New York is one of the few states that does not count the deaths of nursing home residents who died in a hospital after being transferred to one as a nursing home death, the watchdog noted.
'The public has no idea how many nursing home residents died of COVID-19 in the state, whether they died in a nursing home or in a hospital after being transferred from one. One the government does,' according to the Empire Center.
The Health Department argued that state law 'does not preserve any specific time period within which an agency must grant or deny a FOIL request or restrict the amount of time of an extension, but rather requires the agency to notify the requester of an 'approximate' date by which the agency can reasonably produce the records.'
The agency argued that it 'neither denied petitioner's foil request nor ignored the request.'
'[The Health Department] submits that given the voluminous and sensitive nature of the information petitioner has requested, respondent's limited time and resources, and the burden imposed upon staff already dealing with various COVID-19 issues, the review will take considerable time,' according to court records.
Attorney General Letitia James, left, issued an alarming report in January that the Health Department had under-counted deaths associated with nursing homes.

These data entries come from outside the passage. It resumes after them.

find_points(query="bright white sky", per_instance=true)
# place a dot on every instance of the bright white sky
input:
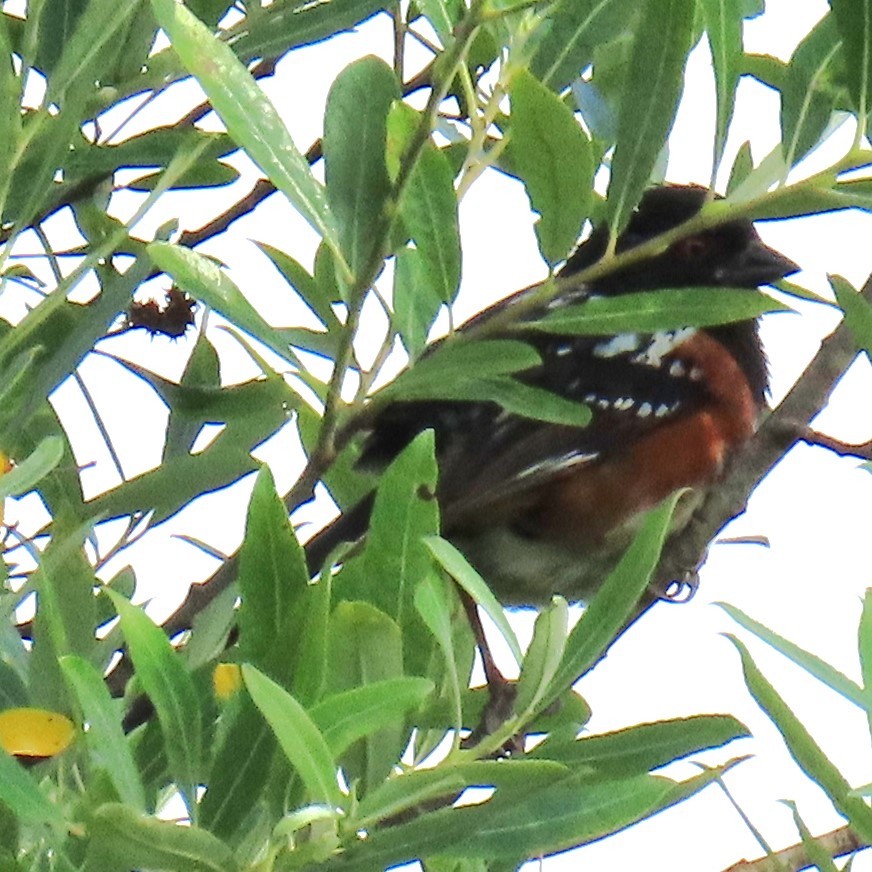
(814, 508)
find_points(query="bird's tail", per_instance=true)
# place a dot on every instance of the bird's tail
(348, 527)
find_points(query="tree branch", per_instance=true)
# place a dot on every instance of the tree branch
(837, 843)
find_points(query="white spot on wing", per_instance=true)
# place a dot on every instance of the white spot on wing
(623, 343)
(557, 464)
(661, 344)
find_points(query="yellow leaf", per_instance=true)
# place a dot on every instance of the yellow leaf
(226, 680)
(32, 732)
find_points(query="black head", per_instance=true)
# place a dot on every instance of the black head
(730, 255)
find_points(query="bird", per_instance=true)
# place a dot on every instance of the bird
(543, 508)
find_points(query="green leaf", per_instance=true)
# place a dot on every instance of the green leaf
(615, 601)
(428, 207)
(65, 620)
(854, 21)
(552, 155)
(648, 311)
(204, 280)
(456, 565)
(432, 603)
(89, 41)
(107, 744)
(723, 24)
(649, 101)
(366, 647)
(203, 174)
(170, 687)
(201, 376)
(10, 115)
(288, 24)
(309, 291)
(33, 468)
(345, 717)
(273, 581)
(640, 749)
(419, 787)
(742, 167)
(515, 397)
(250, 118)
(526, 822)
(439, 15)
(811, 663)
(240, 767)
(864, 648)
(816, 851)
(543, 657)
(573, 30)
(355, 137)
(395, 560)
(808, 755)
(20, 791)
(456, 360)
(858, 312)
(808, 95)
(416, 304)
(300, 739)
(122, 838)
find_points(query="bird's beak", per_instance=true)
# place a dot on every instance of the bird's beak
(759, 265)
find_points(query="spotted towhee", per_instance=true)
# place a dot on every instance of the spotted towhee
(541, 508)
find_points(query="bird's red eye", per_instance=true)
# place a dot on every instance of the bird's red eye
(692, 247)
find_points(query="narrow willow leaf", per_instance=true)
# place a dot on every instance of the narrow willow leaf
(170, 687)
(273, 580)
(204, 280)
(649, 101)
(456, 565)
(20, 791)
(366, 646)
(456, 360)
(864, 648)
(816, 851)
(552, 155)
(742, 166)
(858, 312)
(615, 601)
(543, 657)
(811, 663)
(121, 838)
(247, 113)
(345, 717)
(240, 767)
(107, 744)
(299, 737)
(32, 469)
(574, 29)
(854, 21)
(668, 309)
(525, 822)
(808, 95)
(723, 24)
(808, 755)
(642, 748)
(355, 137)
(290, 24)
(416, 787)
(428, 207)
(416, 303)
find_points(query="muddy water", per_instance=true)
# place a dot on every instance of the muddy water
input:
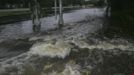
(76, 49)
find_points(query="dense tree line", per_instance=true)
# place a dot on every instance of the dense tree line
(122, 15)
(43, 3)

Health Comissioner Howard Zucker, right, has since released a general tally
Empire Center however argued that the requested records already reside within a database that the Health Department 'accesses and manipulates daily to provide information it chooses to provide.'
O'Connor wrote in her decision that the court was not persuaded that the Health Department's estimated date for responding to the FOIL request is reasonable and that the agency did not 'offer an adequate explanation as to why it has not responded to that request.'
'DOH has had ample time to respond to the Empire Center's FOIL request,' O'Connor wrote.
'Its continued failure to provide petitioner a response, given the straightforward nature of the request, how the data is collected and maintained, and the fact that some of the requested data has already been made publicly available without personally identifying information, goes against FOILs broad standard of open and transparent government and is a violation of the statute.'
The court also told the Empire Center it has 60 days to submit evidence of its legal fees and court costs for it to be reimbursed by the Health Department.
'The whole point of the judge's ruling is that being 'in the process' is not a valid reason for further delay. DOH has been 'in the process' of responding to our FOIL request since Aug. 3,' wrote Empire Center Senior Fellow Bill Hammond, who had filed the initial FOIL request.
Hammond called the ruling 'a great victory' in comments to the New York Post.
'We're very pleased but we don't have the data yet and there's still a chance that they will appeal and tie this up for potentially months longer — and given the way they've behaved so far, I wouldn't be surprised,' he said.
'I think that appeal would be doomed. I think they don't have a leg to stand on legally.'
Hammond also noted that the New York State Legislature had threatened 'to grill' Zucker about the nursing home data at a hearing on Wednesday, the same day the report was released.
But Zucker declined to attend, claiming he had to be at a briefing with Cuomo – who reportedly canceled the briefing after the judge's ruling,
Zucker has faced bipartisan outrage, including demands that he resign his post.
Richard Gottfried, Health Committee Chairman in the New York State Assembly, called the ruling 'a biug win for all New Yorkers.'
It's important data that the Legislature & countless New Yorkers have been 'demanding for months. Since @HealthNYGov says it's already complying with FOIL, it should also announce it won't appeal the court decision,' Gottfried tweeted.